I know a lot of LHBS's have classes for beginners, and for all grain etc. I'm curious ir there is a home brew location where a patron could brew, ferment, and bottle, using store owned equipment. anyone ever heard of such a thing, or know what the legal issues would be with this?
 
Some places have brew-on-premises, which is exactly edgy you're describing. It seems more popular or common with wine. It probably varies by state.
 
I have heard of such places for beer and wine, I'm not sure how common they are though. I'm sure the legal issues vary state by state.
 
Curious how things work in other parts of the county.

I know a lot of LHBS's have classes for beginners, and for all grain etc.

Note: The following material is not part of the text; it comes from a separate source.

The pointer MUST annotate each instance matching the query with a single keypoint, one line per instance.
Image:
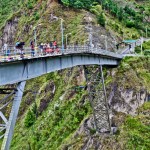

I'm curious ir there is a home brew location where a patron could brew, ferment, and bottle, using store owned equipment. anyone ever heard of such a thing, or know what the legal issues would be with this?

Sure, those are called "brew on premises" (BOPs).

In some states, they are pretty common. I believe that is how one of our moderators, Pappers, started brewing in the Chicago area some years ago.

In some BOPs, they even rack the beer for you, and you show up on bottling day to bottle.
 
There's a place in town here that does exactly that. It's pricey though. It might be worth doing once to get your feet wet but I just assume go to a lhbs's national homebrew day brew off and learn that way from real homebrews that don't have all the fancy equipment. Then spend the $150, or whatever brew-on-premises costs, and put it towards your gear if homebrewing is something you really want to get into.
 
The nice thing about it, from what I have seen of the wine-on-premises places I have been in, is that they have really big kitchen-type facilities, work tables, sinks, etc. It looks like they make it pretty easy to just do the fun parts.
 
I'm originally from NH. I know there were a couple of places that let you use their equipment and brew 5 gallon batches. You could ferment, bottle and then come back and pick up your fine brew. They offered classes and also sold all of the ingredients.